Heading into the economic recovery, many shoppers will continue to use the money-saving tactics they’ve employed during the recession, including searching, comparing prices and finding coupons online, says an executive of consulting firm Retail Forward.
Heading into the economic recovery, many shoppers will continue to use the money-saving tactics they’ve employed during the recession, including searching, comparing prices and finding coupons online, Lois Huff, senior vice president of consulting firm Retail Forward, said at a company-sponsored conference today in Chicago.
Shoppers have become more purposeful during the recession, focusing on needs not wants and seeking the best deals, and surveys suggest many consumers will stick to that approach as the economy improves, Huff said at the 2009 Retail Forward Strategic Outlook event. For instance, 27% expect to continue to use coupons more than in the past and 24% to use comparison shopping tools to get better prices, Huff said, citing a monthly Retail Forward survey of consumers.
“The deal-seeking shopper has learned that if I invest the time I can get a huge return on that time,” Huff said. Much of that time is spent using such online resources as list-making tools, coupon web sites, opting in for retailer e-mails and visiting comparison shopping sites. Mobile applications that allow customers to compare prices while in stores will also be used increasingly by value-conscious shoppers, she added.
Because e-commerce is faring better than store-based retailing, and is posed to grow more rapidly in the coming years, there will be more investment in the online channel, Huff said. “Whether that’s retailers investing or capital markets allowing upstarts or established entities building their offers, that will strengthen this channel in the recovery and beyond,” she said.
Looking at the economy as a whole, Huff predicted the recovery would first boost sales of necessities such as food and drugstore items, with consumers beginning to spend more on apparel and footwear as the job picture improves and they become more confident. Spending on discretionary, big-ticket items may not pick up for a year or more, she said.
Retailers that cater to middle-aged shoppers will also see slower growth because the so-called Baby Boomer generation is spending less as it seeks to rebuild the wealth it lost as a result of declines in stock prices and home values, Huff said. That’s a big part of retail spending as the 81 million Baby Boomers aged 46-64 account for 42% of consumer spending, although only 37% of households.
They are more cautious today than younger consumers, according to Retail Forward’s monthly ShopperScape data: 48% of consumers in the Boomer category plan to change their shopping habits in the future as a result of the recession, compared to 45% of Generation X consumers aged 26-45. She says Gen X consumers, many of them in the home-buying period of their lives and 71% with children, will play a bigger role in the recovery than they have in retail shopping in the recent past.

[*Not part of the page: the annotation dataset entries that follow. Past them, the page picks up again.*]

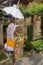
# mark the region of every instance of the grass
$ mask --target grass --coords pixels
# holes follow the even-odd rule
[[[7,59],[7,56],[5,54],[3,54],[1,57],[0,57],[0,62]]]

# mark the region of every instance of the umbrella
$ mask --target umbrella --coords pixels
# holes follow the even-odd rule
[[[11,14],[13,17],[18,19],[24,19],[23,14],[19,10],[19,7],[14,4],[14,6],[5,7],[3,8],[3,11],[7,13],[7,15]]]

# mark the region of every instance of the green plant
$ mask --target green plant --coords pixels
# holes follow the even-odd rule
[[[27,27],[27,36],[28,36],[28,40],[32,41],[32,39],[33,39],[33,25],[29,25]]]
[[[43,40],[37,40],[32,42],[33,47],[36,49],[36,51],[43,50]]]
[[[43,4],[31,4],[30,8],[23,7],[22,4],[20,4],[19,8],[25,17],[29,17],[35,14],[43,15]]]
[[[24,43],[24,51],[30,51],[33,49],[33,46],[32,44],[30,43],[30,41],[28,40],[25,40],[25,43]]]

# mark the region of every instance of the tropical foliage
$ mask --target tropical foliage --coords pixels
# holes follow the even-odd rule
[[[43,50],[43,40],[33,41],[32,45],[37,51]]]
[[[30,8],[23,7],[22,4],[19,5],[21,12],[24,16],[41,15],[43,14],[43,4],[32,4]]]

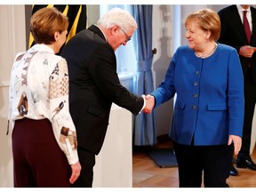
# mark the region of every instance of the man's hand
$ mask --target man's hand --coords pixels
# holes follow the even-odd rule
[[[148,94],[146,97],[146,106],[143,108],[143,112],[146,114],[150,114],[155,106],[155,97],[153,95]]]
[[[256,47],[244,45],[244,46],[240,47],[239,55],[251,58],[254,52],[256,52]]]

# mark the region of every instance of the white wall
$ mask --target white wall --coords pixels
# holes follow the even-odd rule
[[[12,61],[26,49],[24,5],[0,5],[0,187],[12,187],[12,132],[6,136]]]

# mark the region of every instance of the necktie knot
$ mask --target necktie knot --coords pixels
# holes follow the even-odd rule
[[[252,34],[251,34],[250,25],[249,25],[249,22],[248,22],[248,20],[247,20],[247,17],[246,17],[247,11],[243,11],[243,12],[244,12],[244,32],[246,34],[246,37],[247,37],[248,43],[250,44]]]

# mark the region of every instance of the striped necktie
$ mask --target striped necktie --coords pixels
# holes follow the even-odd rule
[[[245,31],[245,34],[246,34],[246,37],[247,37],[248,43],[250,44],[251,36],[252,35],[251,35],[249,22],[248,22],[248,20],[247,20],[247,17],[246,17],[247,11],[243,11],[243,12],[244,12],[244,31]]]

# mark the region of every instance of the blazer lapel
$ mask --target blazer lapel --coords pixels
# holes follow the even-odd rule
[[[92,26],[90,26],[90,28],[88,29],[95,32],[96,34],[98,34],[100,36],[100,38],[102,38],[102,39],[104,39],[104,41],[106,41],[104,34],[97,26],[92,25]]]

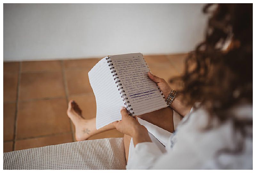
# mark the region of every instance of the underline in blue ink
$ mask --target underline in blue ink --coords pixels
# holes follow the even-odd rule
[[[156,90],[155,89],[155,90],[150,90],[150,91],[147,91],[144,92],[141,92],[140,93],[138,93],[138,94],[133,94],[132,95],[130,95],[129,96],[130,96],[130,97],[132,96],[135,96],[135,95],[139,95],[139,94],[143,94],[144,93],[147,93],[147,92],[151,92],[153,91],[156,91]]]
[[[141,95],[141,96],[137,96],[133,97],[131,97],[131,98],[136,98],[136,97],[140,97],[144,96],[147,96],[148,95],[149,95],[149,94],[154,94],[155,93],[155,92],[151,92],[151,93],[149,93],[148,94],[144,94],[144,95]]]

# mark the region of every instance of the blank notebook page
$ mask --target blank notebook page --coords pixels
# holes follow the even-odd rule
[[[149,69],[141,53],[113,55],[110,58],[134,112],[133,115],[168,106],[157,84],[148,76]]]
[[[124,103],[110,71],[104,58],[88,73],[96,100],[97,129],[122,119],[120,110]]]

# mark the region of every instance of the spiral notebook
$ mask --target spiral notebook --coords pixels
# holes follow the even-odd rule
[[[97,105],[98,129],[122,119],[121,106],[131,116],[168,106],[162,92],[148,76],[149,71],[140,53],[108,56],[88,73]]]

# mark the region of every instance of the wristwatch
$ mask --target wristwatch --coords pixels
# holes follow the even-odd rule
[[[174,100],[176,96],[176,90],[172,90],[172,91],[171,91],[171,93],[169,94],[169,95],[168,96],[167,98],[166,98],[165,100],[165,101],[168,106],[170,106],[171,104],[172,103],[172,102],[173,101],[173,100]]]

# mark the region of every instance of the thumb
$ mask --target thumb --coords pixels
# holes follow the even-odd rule
[[[119,122],[118,122],[118,121],[116,121],[112,122],[112,124],[113,124],[113,125],[116,128],[116,126],[118,125],[117,124],[118,124]]]
[[[164,82],[165,81],[164,79],[158,77],[153,75],[151,73],[148,72],[148,77],[149,78],[151,81],[152,81],[156,83],[158,83],[159,82]]]
[[[127,110],[126,110],[125,108],[124,107],[122,106],[121,108],[120,112],[121,113],[121,115],[122,116],[122,120],[123,120],[124,118],[128,117],[129,116],[129,114],[128,114],[128,113],[127,112]]]

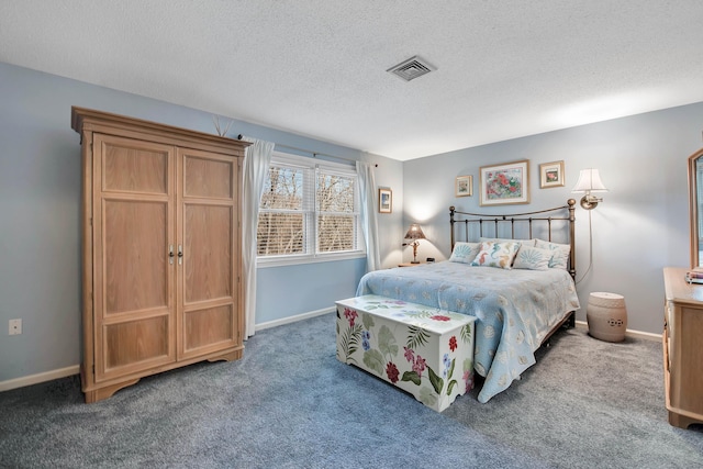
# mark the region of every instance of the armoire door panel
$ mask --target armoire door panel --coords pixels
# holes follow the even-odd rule
[[[188,311],[185,313],[183,321],[185,354],[214,344],[232,345],[234,343],[235,319],[232,304]]]
[[[232,298],[231,205],[185,204],[185,303]]]
[[[103,202],[104,313],[168,308],[168,202]]]
[[[172,147],[100,135],[102,190],[166,194],[169,190],[169,155]]]
[[[138,321],[110,324],[104,327],[105,376],[115,368],[140,369],[169,357],[169,316],[160,315]],[[122,372],[122,370],[120,370]]]
[[[183,196],[193,198],[232,199],[234,163],[230,159],[194,156],[189,152],[183,160]],[[205,154],[207,155],[207,154]]]

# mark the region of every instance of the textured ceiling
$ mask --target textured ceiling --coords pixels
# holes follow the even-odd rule
[[[406,160],[703,101],[703,1],[0,0],[0,62]]]

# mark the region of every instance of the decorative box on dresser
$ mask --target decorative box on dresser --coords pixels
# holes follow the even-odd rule
[[[663,269],[666,291],[663,373],[671,425],[703,423],[703,284],[689,283],[689,269]]]
[[[86,402],[242,357],[247,143],[81,108]]]

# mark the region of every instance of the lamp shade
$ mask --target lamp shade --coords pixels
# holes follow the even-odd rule
[[[425,234],[417,223],[413,223],[405,233],[405,239],[425,239]]]
[[[598,169],[581,169],[579,180],[571,192],[607,192],[607,189],[603,186]]]

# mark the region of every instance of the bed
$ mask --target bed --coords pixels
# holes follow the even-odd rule
[[[486,403],[536,362],[551,334],[573,326],[574,203],[499,215],[451,206],[448,260],[369,272],[356,295],[476,316],[473,368],[484,378],[478,400]]]

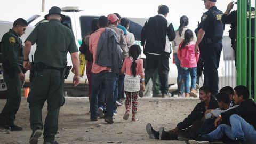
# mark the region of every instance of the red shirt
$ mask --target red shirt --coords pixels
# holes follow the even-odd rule
[[[97,50],[98,42],[101,34],[105,30],[105,28],[99,28],[94,33],[92,33],[89,37],[89,50],[92,53],[93,63],[92,63],[92,72],[99,73],[103,70],[110,70],[111,68],[106,66],[101,66],[95,63],[96,60],[96,51]]]

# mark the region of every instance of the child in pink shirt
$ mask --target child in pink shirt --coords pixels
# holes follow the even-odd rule
[[[196,66],[199,53],[195,52],[195,43],[192,41],[193,33],[190,29],[187,29],[184,34],[184,40],[179,46],[177,55],[180,60],[182,75],[184,78],[185,97],[190,95],[197,97],[196,91]],[[199,49],[198,49],[199,51]],[[189,90],[189,73],[191,76],[191,91]]]
[[[144,71],[143,60],[138,58],[141,52],[140,47],[138,45],[133,45],[129,50],[129,56],[124,59],[121,69],[121,73],[125,72],[124,77],[124,90],[125,92],[126,112],[123,118],[127,120],[130,115],[131,100],[132,100],[132,118],[133,122],[138,121],[136,117],[138,107],[138,97],[140,89],[140,80],[141,79],[141,89],[145,90],[144,85]]]

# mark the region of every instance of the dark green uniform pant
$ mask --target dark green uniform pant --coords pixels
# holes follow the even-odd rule
[[[60,106],[65,101],[63,95],[63,79],[60,71],[45,69],[35,73],[31,91],[28,97],[30,110],[30,122],[32,130],[44,128],[44,139],[53,141],[58,131],[59,113]],[[45,101],[47,113],[44,123],[42,121],[42,109]]]
[[[6,83],[8,95],[6,103],[0,114],[0,122],[10,126],[14,124],[15,115],[20,107],[24,81],[19,79],[18,73],[10,75],[4,73],[4,79]]]

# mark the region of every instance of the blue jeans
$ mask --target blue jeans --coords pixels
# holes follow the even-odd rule
[[[105,117],[113,116],[113,103],[114,91],[117,80],[116,74],[107,70],[99,73],[92,73],[92,95],[90,102],[91,119],[94,119],[99,116],[98,98],[101,87],[105,88],[106,111]]]
[[[191,76],[191,88],[195,90],[196,84],[196,67],[189,68],[187,70],[185,70],[183,68],[181,69],[182,70],[183,77],[184,78],[185,93],[189,93],[189,73]]]
[[[116,101],[117,100],[117,97],[118,96],[118,82],[119,82],[119,74],[116,74],[116,87],[114,91],[114,103],[113,103],[113,113],[116,113],[116,109],[117,106],[116,105]]]
[[[204,86],[208,86],[212,89],[212,95],[216,95],[219,90],[219,75],[218,68],[220,63],[220,55],[222,50],[222,41],[219,40],[217,43],[203,44],[200,47],[200,57],[204,62]]]
[[[224,134],[232,140],[237,138],[244,141],[245,143],[255,143],[256,141],[256,130],[237,114],[232,115],[229,118],[231,126],[220,125],[217,128],[207,135],[213,141],[221,138]]]
[[[178,58],[177,54],[174,53],[175,64],[177,67],[178,77],[177,77],[177,92],[180,94],[184,93],[184,81],[182,76],[182,69],[180,67],[180,61]]]
[[[124,81],[125,74],[119,74],[118,78],[118,95],[117,96],[117,100],[124,97]]]

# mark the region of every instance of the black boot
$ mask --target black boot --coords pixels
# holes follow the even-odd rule
[[[5,129],[11,130],[11,128],[7,125],[6,123],[0,122],[0,129]]]
[[[160,127],[159,133],[159,140],[177,140],[177,137],[175,134],[171,132],[165,131],[164,127]]]
[[[165,97],[171,97],[172,95],[169,93],[169,91],[168,90],[163,91],[162,92],[162,97],[165,98]]]
[[[54,139],[53,141],[44,141],[43,144],[59,144],[59,142]]]
[[[150,139],[159,139],[159,132],[153,129],[150,123],[148,123],[146,126],[146,130]]]
[[[11,128],[11,131],[22,131],[23,128],[22,127],[19,126],[17,125],[9,125],[9,127]]]

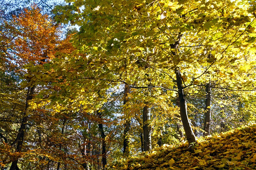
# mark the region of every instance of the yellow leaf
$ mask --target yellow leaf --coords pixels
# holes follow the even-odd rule
[[[252,162],[255,162],[255,160],[256,160],[256,154],[254,154],[253,155],[253,157],[251,159],[251,161]]]
[[[173,158],[171,159],[170,160],[169,160],[169,165],[170,166],[172,166],[174,163],[175,162],[175,161],[174,160],[174,159]]]

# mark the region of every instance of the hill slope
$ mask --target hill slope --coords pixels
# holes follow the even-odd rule
[[[255,169],[256,125],[206,138],[189,146],[163,146],[115,162],[108,169]]]

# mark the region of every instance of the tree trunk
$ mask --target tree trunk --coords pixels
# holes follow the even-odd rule
[[[128,101],[128,94],[130,93],[130,87],[125,84],[125,94],[123,99],[123,105]],[[125,129],[123,131],[123,155],[125,156],[128,156],[130,154],[130,141],[129,138],[129,133],[130,131],[130,126],[131,126],[131,119],[127,113],[127,110],[125,109]]]
[[[141,138],[141,151],[144,151],[144,146],[143,146],[143,135],[142,133],[140,133],[139,137]]]
[[[207,98],[205,100],[205,116],[204,118],[204,136],[210,134],[210,83],[207,83],[206,86]]]
[[[63,126],[62,126],[62,129],[61,129],[61,134],[64,134],[64,128],[65,128],[65,124],[66,123],[66,121],[67,121],[67,119],[64,117]],[[60,150],[60,152],[61,150],[61,147],[62,147],[61,143],[60,143],[60,144],[59,146],[59,150]],[[58,164],[57,166],[57,170],[60,169],[60,162],[58,162]]]
[[[146,103],[147,104],[147,103]],[[143,147],[144,151],[152,149],[151,127],[150,126],[151,109],[147,105],[143,108]]]
[[[98,111],[97,112],[97,114],[98,114],[98,118],[101,119],[101,113],[98,112]],[[99,122],[98,124],[98,129],[100,130],[100,132],[101,134],[101,137],[102,139],[102,150],[101,152],[101,154],[102,154],[102,165],[103,165],[103,169],[105,169],[105,165],[106,165],[106,135],[104,133],[104,130],[103,129],[103,124]]]
[[[177,87],[179,91],[179,99],[180,101],[180,114],[181,117],[182,124],[185,130],[187,139],[189,143],[196,141],[196,137],[192,129],[191,125],[189,122],[189,120],[188,117],[188,113],[187,110],[187,103],[185,99],[183,87],[183,80],[180,71],[178,70],[175,70],[176,78],[177,81]]]
[[[14,142],[11,144],[11,145],[14,145],[15,143],[17,143],[17,146],[16,147],[16,152],[20,152],[22,149],[22,144],[24,142],[24,137],[25,136],[26,129],[27,127],[27,124],[28,120],[28,116],[27,115],[27,110],[28,108],[28,101],[31,100],[32,98],[32,95],[34,94],[35,91],[35,87],[28,87],[27,93],[27,98],[26,99],[26,106],[25,109],[24,110],[23,118],[22,118],[22,121],[20,124],[20,127],[19,128],[19,131],[18,133],[17,137],[16,138]],[[19,169],[18,167],[18,161],[19,158],[16,158],[11,163],[11,167],[10,168],[10,170],[17,170]]]

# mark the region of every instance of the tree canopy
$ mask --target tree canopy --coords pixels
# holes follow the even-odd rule
[[[3,169],[105,169],[255,124],[254,1],[39,1],[0,14]]]

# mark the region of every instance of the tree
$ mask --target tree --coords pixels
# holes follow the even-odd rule
[[[74,1],[73,10],[76,11],[82,5],[90,7],[77,11],[75,14],[66,13],[69,18],[81,19],[80,16],[83,16],[83,22],[81,19],[72,21],[81,26],[78,39],[85,45],[97,47],[101,56],[99,60],[116,63],[108,66],[115,75],[109,79],[125,82],[131,88],[159,87],[179,91],[180,94],[184,88],[196,87],[204,82],[203,75],[207,73],[214,74],[216,67],[226,70],[226,63],[229,61],[240,60],[238,64],[243,62],[243,55],[254,55],[251,50],[254,49],[251,41],[255,39],[253,34],[245,33],[249,27],[254,28],[250,29],[253,30],[255,27],[255,4],[250,1],[193,3],[188,1],[121,3],[104,1],[86,4]],[[229,6],[229,9],[225,6]],[[231,14],[234,9],[235,15]],[[92,37],[101,38],[93,38],[93,41]],[[233,50],[241,46],[245,48],[242,51]],[[122,74],[124,58],[129,58],[126,62],[126,67],[130,68],[127,74]],[[237,65],[231,67],[237,69]],[[151,87],[146,86],[147,81],[143,76],[146,71],[154,75],[152,81],[155,84]],[[176,86],[177,89],[172,88],[175,74],[178,76],[174,80],[180,81],[180,84]],[[211,80],[214,81],[218,77],[214,78]],[[225,86],[229,78],[226,78],[218,82],[220,86]],[[183,86],[179,88],[179,86]],[[185,110],[185,104],[181,105],[181,115],[183,110]],[[188,128],[185,130],[188,139],[195,142],[192,129],[188,124],[185,125],[189,121],[187,118],[184,120],[187,117],[181,117],[183,122],[187,122],[184,123],[184,128]]]

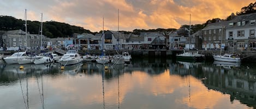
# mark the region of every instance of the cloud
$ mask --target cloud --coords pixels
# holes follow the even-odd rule
[[[120,30],[135,29],[178,28],[191,22],[202,24],[213,18],[225,19],[231,13],[240,11],[252,0],[45,0],[7,1],[0,3],[4,15],[23,18],[28,9],[27,18],[53,20],[84,27],[92,31],[102,30],[104,17],[107,29],[117,30],[117,9],[119,9]],[[11,8],[10,8],[11,7]],[[17,11],[18,10],[18,11]],[[19,11],[20,10],[20,11]],[[33,13],[33,14],[32,14]],[[38,13],[38,14],[37,13]],[[37,17],[36,16],[38,16]]]

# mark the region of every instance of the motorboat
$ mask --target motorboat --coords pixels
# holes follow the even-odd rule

Earlier in the day, Retail Forward senior economist Frank Badillo projected that the most likely scenario for the economy indicates that retail sales will turn positive in the fourth quarter this year, and strengthen throughout 2010. Excluding sales of cars and gasoline, he said retail sales likely will increase about 1% in the fourth quarter of this year, 3% in 2010 and 4.5% in 2011 and beyond.
However, fourth quarter retail sales excluding the food and drug categories-in effect, holiday sales-will be flat in the fourth quarter. “That’s an improvement over the 4.5% decline in holiday sales last year, but still the second-worst holiday in the last 40-plus years,” Badillo said.
Nonetheless, he said, retailers should plan for a recovery coming soon. “The first signs should emerge very soon and build in the next year,” Badillo said. “During this time rising expectations will lift many shoppers back to their old shopping habits.”
He said e-commerce and mass merchandise retailers, including Wal-Mart, will grow faster than the retail sector as a whole, while home furnishing retailers and department stores will grow more slowly.